It seems every few weeks something that was once benign is placed in the crosshairs and suddenly becomes beyond the pale.  Did you know plastic straws were evil?  Well, I guess they are now.  Because a bunch of people said so.

Accordingly, Starbucks is set to ban the use of all plastic straws within two years.  This will supposedly help do better for the planet by removing a source of plastic that for the most part can’t be recycled.

Here’s my problem though.  People might feel good about this, but in the end it’s not even a rounding error.  Plastic straws were fine, now they’re bad.  So folks will hate on them and get rid of them.  Just like plastic bags.

In the end though, what does all this actually accomplish?

I read an article that said in order to overcome the carbon footprint of making a reusable bag verses a plastic bag that you have to use the reusable bag like 150 times.  Let’s say the average shopper goes to the grocery once a week.  That’s three years of using your reusable bag before you were better off asking for plastic.

Are folks actually using their reusable bags for north of three years?  I do, but I’m not sure most people do.  And so banning plastic bags may have done some good, but not nearly as much good as folks probably think.

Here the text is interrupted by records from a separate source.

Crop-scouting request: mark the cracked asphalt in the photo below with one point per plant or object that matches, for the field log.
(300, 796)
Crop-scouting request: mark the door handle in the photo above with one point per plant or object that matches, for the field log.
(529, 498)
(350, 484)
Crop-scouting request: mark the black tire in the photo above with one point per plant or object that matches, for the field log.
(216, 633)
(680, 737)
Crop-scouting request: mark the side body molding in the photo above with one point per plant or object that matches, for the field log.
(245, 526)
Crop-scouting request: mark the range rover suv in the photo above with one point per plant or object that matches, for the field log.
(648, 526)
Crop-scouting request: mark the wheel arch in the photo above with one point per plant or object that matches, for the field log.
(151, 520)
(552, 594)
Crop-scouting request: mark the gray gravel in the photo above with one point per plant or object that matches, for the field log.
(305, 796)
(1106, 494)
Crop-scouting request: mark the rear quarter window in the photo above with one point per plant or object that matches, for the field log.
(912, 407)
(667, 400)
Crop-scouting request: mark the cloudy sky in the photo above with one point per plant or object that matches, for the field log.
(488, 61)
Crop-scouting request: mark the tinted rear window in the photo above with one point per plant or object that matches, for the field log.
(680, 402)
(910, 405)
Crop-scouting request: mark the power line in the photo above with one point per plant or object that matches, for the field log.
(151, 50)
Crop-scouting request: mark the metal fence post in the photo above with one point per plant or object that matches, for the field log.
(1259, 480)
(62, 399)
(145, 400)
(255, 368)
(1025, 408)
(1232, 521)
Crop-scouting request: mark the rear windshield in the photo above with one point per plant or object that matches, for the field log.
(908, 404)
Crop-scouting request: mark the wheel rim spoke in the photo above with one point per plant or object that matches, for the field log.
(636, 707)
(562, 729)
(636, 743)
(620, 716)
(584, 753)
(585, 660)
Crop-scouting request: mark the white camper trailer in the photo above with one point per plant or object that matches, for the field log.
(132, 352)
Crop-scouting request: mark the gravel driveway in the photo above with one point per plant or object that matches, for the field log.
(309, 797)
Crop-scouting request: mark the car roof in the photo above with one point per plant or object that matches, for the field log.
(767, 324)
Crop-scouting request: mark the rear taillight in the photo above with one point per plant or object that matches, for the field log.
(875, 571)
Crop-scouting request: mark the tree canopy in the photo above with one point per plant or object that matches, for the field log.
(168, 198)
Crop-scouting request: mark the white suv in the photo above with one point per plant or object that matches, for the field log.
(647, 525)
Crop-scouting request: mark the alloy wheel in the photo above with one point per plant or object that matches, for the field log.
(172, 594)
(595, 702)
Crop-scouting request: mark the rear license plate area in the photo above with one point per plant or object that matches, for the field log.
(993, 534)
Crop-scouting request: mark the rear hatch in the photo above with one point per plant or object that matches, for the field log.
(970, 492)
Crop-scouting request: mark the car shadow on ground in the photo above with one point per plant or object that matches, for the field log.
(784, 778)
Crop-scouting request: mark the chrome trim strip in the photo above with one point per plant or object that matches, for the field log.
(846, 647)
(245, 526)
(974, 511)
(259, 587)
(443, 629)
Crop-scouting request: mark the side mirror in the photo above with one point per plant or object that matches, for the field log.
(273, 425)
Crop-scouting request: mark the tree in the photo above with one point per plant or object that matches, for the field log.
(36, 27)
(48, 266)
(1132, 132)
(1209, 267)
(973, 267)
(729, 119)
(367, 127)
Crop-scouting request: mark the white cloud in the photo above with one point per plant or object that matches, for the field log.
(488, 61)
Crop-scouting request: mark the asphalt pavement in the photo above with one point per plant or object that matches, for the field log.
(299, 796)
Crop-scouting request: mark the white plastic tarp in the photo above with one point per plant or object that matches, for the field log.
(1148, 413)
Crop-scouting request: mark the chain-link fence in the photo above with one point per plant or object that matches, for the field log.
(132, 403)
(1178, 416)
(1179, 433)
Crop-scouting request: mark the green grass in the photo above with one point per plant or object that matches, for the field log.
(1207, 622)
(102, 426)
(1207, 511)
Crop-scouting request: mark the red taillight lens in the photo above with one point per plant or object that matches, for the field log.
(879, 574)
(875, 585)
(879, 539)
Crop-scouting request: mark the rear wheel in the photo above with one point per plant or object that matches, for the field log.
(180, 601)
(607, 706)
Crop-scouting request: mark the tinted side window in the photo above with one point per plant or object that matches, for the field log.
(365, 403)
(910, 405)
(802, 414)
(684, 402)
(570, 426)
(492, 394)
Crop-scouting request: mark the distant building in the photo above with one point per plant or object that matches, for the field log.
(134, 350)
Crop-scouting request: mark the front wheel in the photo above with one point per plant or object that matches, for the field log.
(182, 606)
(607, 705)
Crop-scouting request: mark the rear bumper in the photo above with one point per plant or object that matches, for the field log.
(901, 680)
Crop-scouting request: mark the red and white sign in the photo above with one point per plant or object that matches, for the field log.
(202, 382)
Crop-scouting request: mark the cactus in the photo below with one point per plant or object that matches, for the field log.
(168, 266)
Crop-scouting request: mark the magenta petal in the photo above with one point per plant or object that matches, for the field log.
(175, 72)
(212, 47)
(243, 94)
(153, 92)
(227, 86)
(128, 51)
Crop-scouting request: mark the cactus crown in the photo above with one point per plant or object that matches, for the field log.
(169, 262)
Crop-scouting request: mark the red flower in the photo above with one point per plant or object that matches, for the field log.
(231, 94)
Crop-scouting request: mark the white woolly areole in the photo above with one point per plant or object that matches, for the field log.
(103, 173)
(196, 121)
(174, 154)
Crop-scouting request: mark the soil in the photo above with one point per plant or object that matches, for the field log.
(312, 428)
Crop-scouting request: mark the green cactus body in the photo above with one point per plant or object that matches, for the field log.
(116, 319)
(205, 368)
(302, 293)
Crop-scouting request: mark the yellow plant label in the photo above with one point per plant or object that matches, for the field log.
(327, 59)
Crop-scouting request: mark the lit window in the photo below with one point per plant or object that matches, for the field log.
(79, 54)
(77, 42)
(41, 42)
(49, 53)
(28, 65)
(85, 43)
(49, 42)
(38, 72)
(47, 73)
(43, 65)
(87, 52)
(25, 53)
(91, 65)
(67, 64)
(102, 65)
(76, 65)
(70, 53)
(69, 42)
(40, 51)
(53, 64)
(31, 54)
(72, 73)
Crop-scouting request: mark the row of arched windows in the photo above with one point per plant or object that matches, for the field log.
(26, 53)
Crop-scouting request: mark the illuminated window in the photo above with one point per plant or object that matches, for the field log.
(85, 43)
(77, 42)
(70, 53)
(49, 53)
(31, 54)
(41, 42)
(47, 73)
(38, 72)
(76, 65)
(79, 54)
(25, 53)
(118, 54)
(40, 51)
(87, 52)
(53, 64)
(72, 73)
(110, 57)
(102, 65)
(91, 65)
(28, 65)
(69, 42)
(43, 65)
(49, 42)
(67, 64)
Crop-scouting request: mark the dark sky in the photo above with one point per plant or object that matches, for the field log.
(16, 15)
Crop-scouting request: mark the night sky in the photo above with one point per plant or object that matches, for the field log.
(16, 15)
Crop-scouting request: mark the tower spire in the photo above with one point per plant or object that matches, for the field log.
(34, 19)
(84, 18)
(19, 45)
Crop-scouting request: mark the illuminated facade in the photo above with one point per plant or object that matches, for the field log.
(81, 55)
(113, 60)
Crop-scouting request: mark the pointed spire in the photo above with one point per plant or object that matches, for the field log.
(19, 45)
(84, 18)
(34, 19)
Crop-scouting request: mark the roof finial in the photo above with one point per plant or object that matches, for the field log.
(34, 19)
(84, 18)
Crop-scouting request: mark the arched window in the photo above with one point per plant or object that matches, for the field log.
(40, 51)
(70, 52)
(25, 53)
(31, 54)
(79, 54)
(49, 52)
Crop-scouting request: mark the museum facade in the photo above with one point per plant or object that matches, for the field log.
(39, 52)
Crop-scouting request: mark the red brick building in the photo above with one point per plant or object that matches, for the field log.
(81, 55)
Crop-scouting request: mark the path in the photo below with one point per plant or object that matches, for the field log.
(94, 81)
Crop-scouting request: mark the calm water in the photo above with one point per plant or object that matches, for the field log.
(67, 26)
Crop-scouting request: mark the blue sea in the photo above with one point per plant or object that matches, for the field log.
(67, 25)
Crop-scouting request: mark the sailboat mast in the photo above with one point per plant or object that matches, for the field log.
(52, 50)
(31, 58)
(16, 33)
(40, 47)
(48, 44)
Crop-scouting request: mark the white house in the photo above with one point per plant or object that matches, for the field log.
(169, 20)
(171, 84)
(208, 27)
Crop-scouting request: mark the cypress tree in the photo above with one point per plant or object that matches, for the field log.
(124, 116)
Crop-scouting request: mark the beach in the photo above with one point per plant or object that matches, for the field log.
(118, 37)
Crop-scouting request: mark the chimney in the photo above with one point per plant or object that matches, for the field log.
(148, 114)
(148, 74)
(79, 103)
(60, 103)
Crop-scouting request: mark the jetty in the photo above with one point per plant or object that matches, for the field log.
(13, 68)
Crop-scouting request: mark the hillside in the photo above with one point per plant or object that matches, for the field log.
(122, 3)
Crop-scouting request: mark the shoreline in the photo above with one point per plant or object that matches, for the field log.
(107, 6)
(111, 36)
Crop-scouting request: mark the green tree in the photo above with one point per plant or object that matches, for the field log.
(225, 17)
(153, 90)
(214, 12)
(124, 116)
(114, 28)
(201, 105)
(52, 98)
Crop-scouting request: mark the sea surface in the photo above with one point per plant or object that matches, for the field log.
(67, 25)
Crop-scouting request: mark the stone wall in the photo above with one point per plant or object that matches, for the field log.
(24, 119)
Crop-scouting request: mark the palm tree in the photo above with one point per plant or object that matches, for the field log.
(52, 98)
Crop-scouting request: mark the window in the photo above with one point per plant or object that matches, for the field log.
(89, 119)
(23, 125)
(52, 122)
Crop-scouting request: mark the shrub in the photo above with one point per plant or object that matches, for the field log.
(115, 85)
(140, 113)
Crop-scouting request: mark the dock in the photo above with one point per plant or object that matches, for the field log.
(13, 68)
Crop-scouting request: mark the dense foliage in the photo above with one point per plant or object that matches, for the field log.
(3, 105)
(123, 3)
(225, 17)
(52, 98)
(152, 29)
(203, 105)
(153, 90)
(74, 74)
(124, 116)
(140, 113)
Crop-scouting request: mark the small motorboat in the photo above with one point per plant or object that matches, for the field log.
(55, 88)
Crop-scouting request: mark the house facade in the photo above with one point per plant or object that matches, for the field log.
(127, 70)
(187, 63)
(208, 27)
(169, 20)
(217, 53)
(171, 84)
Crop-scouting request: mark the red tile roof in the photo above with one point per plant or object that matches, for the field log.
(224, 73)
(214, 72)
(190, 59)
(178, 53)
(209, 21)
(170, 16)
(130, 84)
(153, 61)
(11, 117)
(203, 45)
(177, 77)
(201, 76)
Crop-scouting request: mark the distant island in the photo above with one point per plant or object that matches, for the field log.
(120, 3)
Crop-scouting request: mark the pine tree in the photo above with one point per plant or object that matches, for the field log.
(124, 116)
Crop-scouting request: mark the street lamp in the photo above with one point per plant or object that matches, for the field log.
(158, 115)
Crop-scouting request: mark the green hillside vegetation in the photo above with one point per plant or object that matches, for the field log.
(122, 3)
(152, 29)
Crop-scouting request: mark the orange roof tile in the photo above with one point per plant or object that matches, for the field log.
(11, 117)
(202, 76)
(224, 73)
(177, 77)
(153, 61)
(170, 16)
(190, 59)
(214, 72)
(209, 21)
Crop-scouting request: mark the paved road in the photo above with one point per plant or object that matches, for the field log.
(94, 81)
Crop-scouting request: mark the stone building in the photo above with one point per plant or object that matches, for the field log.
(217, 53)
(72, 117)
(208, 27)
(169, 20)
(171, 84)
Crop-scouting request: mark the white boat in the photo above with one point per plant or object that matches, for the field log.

Think banning plastic straws is going to help the planet?  It might, but not nearly as much good as folks probably think.  Just take a gander as this report from The Economist which shows the life cycle of plastic throughout the planet.

The vast, vast majority of plastic that enters the oceans comes from Asia where consistent recycling and landfills do not exist.  So Starbucks can ban all it wants, but that’s not going to stop rivers of plastic from flowing down the Yellow River into the sea.

And Starbucks also doesn’t seem to love the planet enough to stop using disposable coffee cups that can’t be recycled.  I hope folks realize this.  That over 99% of disposable coffee cups are in fact not recycled regardless of what’s claimed or where they’re tossed.

But do you think Starbucks is going to do something about getting rid of disposable coffee cups?  I doubt it.  Why?  Because: $

There are ways to help the planet.  And even executing rounding error efforts like banning plastic straws helps.  But false promises can also be dangerous.  Solving ocean plastic is hard.  Just comprehend what it’d take to help all of Asia establish coherent trash and recycling policies.

But when all you’ve got from folks is easy answers like: “Oh, I’m not using a plastic straw, I’ve done good for the planet today. [pleasing sigh]”  Then that’s a false promise and in the end doesn’t really help the planet.  Particularly if the thought stops there, and doesn’t move on.